We are trying to enrich for small sequences (7) of size from 500-1000bp in bacterial genomes and we do not know the positions of these sequences in advance. We are working with a bulk file so simulated run. Above toml files are the ones that I used for these two trials with boss-run. the readfish toml looks like that:

[caller_settings.guppy]
config = 'dna_r10.4.1_e8.2_400bps_5khz_fast'
address = 'ipc:///tmp/.guppy/5555'
debug_log = 'live_reads.fq'

[mapper_settings.mappy_rs]
fn_idx_in = "/data/my.fasta" 
debug_log = 'live_alignments.paf'
n_threads = 10

[[regions]]
name = "asmlst_boss3"
min_chunks = 0
max_chunks = 2
targets = ["one","two","three","four","five","six","seven"] 
single_on = "stop_receiving"
multi_on = "stop_receiving"
single_off = "unblock"
multi_off = "unblock"
no_seq = "unblock"
no_map = "unblock"
above_max_chunks = "stop_receiving"
below_min_chunks = "proceed"

boss.toml

[general]
name = "asmlst_boss3"                   # experiment name
wait = 60                       # waiting time between periodic updates
ref = "/data/my.fasta" 
mmi = ""                        # index of reference (will be built if ref is given but not mmi)

[simulation]
device = "MS00001"                   # position on sequencer
host = "localhost"              # host of sequencing device
port = 9502                     # port of sequencing device
data_wait = 10                 # wait for X Mb of data before first update
prom = false                    # switch for using a PromethION flowcell (experimental)

I ran boss with the command boss --toml boss.toml --toml_readfish readfish.toml as stipulated by your documentation.

I tried a new run today and I am getting logs and everything but I cannot see anything related tot he new strategies.

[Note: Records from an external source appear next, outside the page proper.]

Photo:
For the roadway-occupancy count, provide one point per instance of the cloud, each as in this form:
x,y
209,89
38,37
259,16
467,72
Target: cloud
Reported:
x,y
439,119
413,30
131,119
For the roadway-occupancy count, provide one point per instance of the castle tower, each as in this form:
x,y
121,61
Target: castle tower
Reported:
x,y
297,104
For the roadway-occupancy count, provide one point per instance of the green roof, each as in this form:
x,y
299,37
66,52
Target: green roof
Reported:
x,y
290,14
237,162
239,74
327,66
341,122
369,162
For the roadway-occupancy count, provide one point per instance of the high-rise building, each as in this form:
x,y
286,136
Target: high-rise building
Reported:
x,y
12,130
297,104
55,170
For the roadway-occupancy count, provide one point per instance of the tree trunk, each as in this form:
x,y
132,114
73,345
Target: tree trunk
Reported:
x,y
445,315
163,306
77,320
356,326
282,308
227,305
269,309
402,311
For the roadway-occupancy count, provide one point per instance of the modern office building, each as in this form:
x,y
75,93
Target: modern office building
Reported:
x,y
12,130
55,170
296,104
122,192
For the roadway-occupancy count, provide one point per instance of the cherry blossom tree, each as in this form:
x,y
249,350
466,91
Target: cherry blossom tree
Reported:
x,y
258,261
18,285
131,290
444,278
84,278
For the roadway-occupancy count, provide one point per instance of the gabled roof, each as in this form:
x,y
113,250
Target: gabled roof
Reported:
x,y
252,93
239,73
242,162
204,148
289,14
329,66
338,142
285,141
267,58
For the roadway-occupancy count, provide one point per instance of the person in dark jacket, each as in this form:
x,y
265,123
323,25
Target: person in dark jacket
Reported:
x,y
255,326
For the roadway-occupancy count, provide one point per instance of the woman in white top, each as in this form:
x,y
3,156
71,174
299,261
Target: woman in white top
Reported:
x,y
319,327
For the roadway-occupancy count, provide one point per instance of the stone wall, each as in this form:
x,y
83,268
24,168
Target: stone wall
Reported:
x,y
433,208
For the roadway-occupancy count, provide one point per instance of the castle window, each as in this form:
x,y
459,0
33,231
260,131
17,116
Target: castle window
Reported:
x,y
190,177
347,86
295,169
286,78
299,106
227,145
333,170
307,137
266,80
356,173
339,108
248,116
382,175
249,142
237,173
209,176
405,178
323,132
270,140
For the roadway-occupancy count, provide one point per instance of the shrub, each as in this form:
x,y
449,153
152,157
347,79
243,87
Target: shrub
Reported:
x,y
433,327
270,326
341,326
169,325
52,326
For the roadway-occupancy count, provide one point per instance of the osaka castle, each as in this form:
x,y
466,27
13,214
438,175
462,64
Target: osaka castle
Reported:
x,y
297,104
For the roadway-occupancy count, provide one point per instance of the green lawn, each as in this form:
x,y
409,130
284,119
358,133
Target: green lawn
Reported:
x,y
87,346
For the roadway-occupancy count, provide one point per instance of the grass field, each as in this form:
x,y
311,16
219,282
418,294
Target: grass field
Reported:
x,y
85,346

I hope it is sufficient information

W-L commented 1 month ago

Thanks, this is helpful! So your fasta reference file consists of these 7 short sequences, correct? I'm afraid there is an inherent limitation of BOSS-RUNS when it comes to very short reference sequences. BOSS-RUNS expects reference sequences to be longer than typical nanopore reads, otherwise calculations for expected benefit of reads lead to unexpected results (since reads are probably longer than the reference sequences). If you are simply trying to enrich for reads that contain these short sequences there might also not necessarily be much benefit to using BOSS-RUNS (as opposed to simple adaptive sampling), since there is reduced opportunity to redistribute data if the aim is to reject anything that does not contain these sequences. Hope that makes sense?